Итак, 13 августа2 в Берлине. На мой взгляд, у берлинцев не было полномочий, но западные власти могли бы поручить берлинской полиции воспользоваться брандспойтами, по твоему совету. Мне он кажется выдающимся. Все замерли от ужаса, в том числе и Кеннеди.
Хольтхузен – друг Пипера. Пипер должно быть знает, о чем ты пишешь.
Привет Генриху. Напишу ему вскоре.
Сердечно
Карл
Гертруда напишет завтра
7 ноября 1961
Дорогая Ханна!
Я оставил письмо на ночь. И попытался с медицинской точки зрения обдумать опасность, которой Вы подверглись. Вопросы, на которые действительно нужно найти ответ, не могут разрешить даже врачи. Но следует быть готовым к тому, что подобное неслучайно и может повториться.
Я думаю: когда остановилось кровотечение? То есть когда свернувшаяся кровь закрыла аневризму? Сколько крови успело свернуться, насколько велико «кровяное новообразование», давление которого вызывало такую страшную боль? Улучшение состояния может быть связано и с резорбцией крови, когда кровотечение прекратилось… Вопросы возникают один за другим, а врачи выслушивают их с недовольством, потому что не могут дать ответ.
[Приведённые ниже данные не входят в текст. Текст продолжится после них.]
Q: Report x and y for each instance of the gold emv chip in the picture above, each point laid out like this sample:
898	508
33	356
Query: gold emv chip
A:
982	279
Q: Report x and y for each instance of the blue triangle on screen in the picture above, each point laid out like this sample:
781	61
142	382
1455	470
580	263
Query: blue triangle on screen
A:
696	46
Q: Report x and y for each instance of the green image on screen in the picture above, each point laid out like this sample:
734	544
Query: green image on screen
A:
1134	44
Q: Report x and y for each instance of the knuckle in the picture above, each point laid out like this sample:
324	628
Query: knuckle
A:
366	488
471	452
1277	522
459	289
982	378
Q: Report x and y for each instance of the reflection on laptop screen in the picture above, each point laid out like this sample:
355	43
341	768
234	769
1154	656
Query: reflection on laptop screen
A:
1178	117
Но теперь: если снова проявятся симптомы возобновившегося кровотечения, Вы знаете, что делать: постельный режим и совершенный покой, расположить голову повыше, избегать повышения кровяного давления (дефекация при помощи клистира) и возможно воспользоваться медикаментозными препаратами, о которых Вы, вероятно, знаете лучше нашего (адреноксил или другие, повышающие свертываемость крови медикаменты). Кровотечение, которое пережил Генрих, очевидно, было не сильным. Вероятно, когда он обратился за медицинской помощью, оно уже остановилось. Причина быстрой поправки в резорбции крови, благодаря которой понизилось давление. Когда я задумываюсь об этом, становится гораздо страшнее, хотя теперь в опасениях уже нет никакого смысла. Продолжительный покой необходим, как из-за пережитого давления на мозг, так и из-за рубца, который должен полностью затянуться.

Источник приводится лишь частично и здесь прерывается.